1.初めてクレジットカードを作成する時の注意点とは?

 

クレジットカード初心者の方が陥りやすいポイントをまとめてみました。

①正確に申し込み書類を書かないと審査に影響する!

 

クレジットカードに申し込む時、住所や年齢を申込書に記入する必要があります。
 

多くの細かい情報を入力するので、「申込書の内容に沿って審査されるんでしょ?」と思っている人も多いかもしれません。
 

もちろん申込書の内容は確認されているのですが、それだけをもとに審査されているわけではないです。
 

・個人情報は機関でチェックされている?

 

カード会社は個人信用情報機関に加盟していて、申し込みがあった人の情報を確認します。
 

今までのローンの支払い履歴などが登録されているので、その人が信用できるかどうか判断できる仕組みです。
 

過去に携帯料金などの支払いを滞納したことがなければ問題はないのですが、取り扱う内容には生年月日や勤務先などの情報まで含まれています。
 

個人信用情報機関の一つであるJICCでは、
 

▼本人を特定するための情報
氏名、生年月日、性別、住所、電話番号、勤務先、
勤務先電話番号、運転免許証等の記号番号等

 

といった情報が記録されているので、申込書の中身と登録されている情報が大きく違う場合には警戒されてしまう点は覚えておいてくださいね。
 

特に収入が低い学生や主婦の中には年収をごまかして申し込む人がいるのですが、カード会社はすべて把握しています。
 

若いうちからカードを使ってもらいたい会社は多いので、学生の方の場合クレジットカードは割と作りやすいかもしれません。
 

主婦に関しては世帯主の信用情報に基づいて審査されるので、本人の年収はあまり関係ないと言えます。
 

審査に確実に受かるには、虚偽の情報は書かず申込書を正直に記入することがポイントです。

②連続して複数のカード会社に申し込むのは控えて!

 

「このカードが受からなかった時のために、他のカードも同時に申し込んでおこう。」
 

と気になっているカード全てに申し込んでしまう人も中にはいると思います。
 

保険をかけておきたい気持ちはわかりますが、あまりたくさんのカード会社に申し込むと審査に落ちる危険性があるので気をつけてください。
 

審査に使われる個人信用情報機関には、カードの申し込み履歴や発行履歴も記録されているため、何枚も同時に申し込んでしまうとキャッシングや限度額いっぱいまで使って自己破産するおそれがあると判断されてしまいます。
 

審査の結果が出てから次のカードに申し込むと、そんな危険を避けやすいです。
 

複数のクレジットカードを使い分けている人もいますが、すでにカードを持っている人も対象外ではありません。
 

それぞれ異なる魅力があるのもわかりますが、カードは3枚までに絞ったほうが安心して審査を進めていけますよ。

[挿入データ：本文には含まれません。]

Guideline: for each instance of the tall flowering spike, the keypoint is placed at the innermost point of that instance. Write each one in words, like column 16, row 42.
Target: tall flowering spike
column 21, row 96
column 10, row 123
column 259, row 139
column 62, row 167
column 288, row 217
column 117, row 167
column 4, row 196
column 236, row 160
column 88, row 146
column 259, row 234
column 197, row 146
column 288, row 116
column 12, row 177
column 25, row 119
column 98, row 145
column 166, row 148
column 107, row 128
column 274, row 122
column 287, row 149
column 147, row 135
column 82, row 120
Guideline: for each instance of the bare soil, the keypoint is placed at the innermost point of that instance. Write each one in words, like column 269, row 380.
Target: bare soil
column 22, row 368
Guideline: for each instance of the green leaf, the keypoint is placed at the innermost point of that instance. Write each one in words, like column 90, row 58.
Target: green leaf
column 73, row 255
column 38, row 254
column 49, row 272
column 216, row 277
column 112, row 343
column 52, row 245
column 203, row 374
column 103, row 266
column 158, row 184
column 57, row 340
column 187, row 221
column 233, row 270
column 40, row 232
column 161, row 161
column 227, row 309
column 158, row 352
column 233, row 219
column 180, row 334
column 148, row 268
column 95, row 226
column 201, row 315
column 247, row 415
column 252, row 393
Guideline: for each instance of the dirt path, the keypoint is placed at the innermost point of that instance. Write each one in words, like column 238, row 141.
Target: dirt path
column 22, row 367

2.使い方について知っておきたい注意事項は何があるの?

 

不正利用されないための対策や分割払いで必要な手数料など、押さえておくべき点は意外と多いです。

①暗証番号の扱いが雑だと不正利用される場合も!

 

サインの記入か暗証番号の入力だけでお買い物できるのがクレジットカードの大きな魅力の一つです。
 

仕組みが簡単であるがゆえに、暗証番号さえわかれば誰でもお買い物ができてしまうので、不正利用を狙われることもゼロではありません。
 

クレジットカードは不正利用による被害を補償してくれるものが多いですが、暗証番号の流出による不正利用に関しては対象外になりやすく、注意が必要です。
 

三井住友VISAカードのホームページには、
 

暗証番号を守るために…

その1.第三者に類推されやすい番号を使わない。

1.ご自分の生年月日を組み合わせた数字
2.ご自宅・携帯・ご勤務先の電話番号を組み合わせた数字
3.ご住所の番地を組み合わせた数字
4.4桁の同じ数字(1111、7777など)
5.携帯電話と設定が同じ
6.車のナンバーを組み合わせた数字

上記、6項目に当てはまる方はすぐに変更してください。

 

と書かれています。
 

それ以外にも
 

  • その2.第三者に教えない。
  • その3.暗証番号をメモしたものと一緒に持ち歩かない。カードに書き込まない。
  •  

    という項目があり、この注意事項を守っていないと不正利用されても被害額が補償してもらえません
     

    暗証番号を普段から丁寧に扱っておくことが、自分の身を守ることにつながりますね。
     

    カード裏面のサインも不正利用防止に役立ちます。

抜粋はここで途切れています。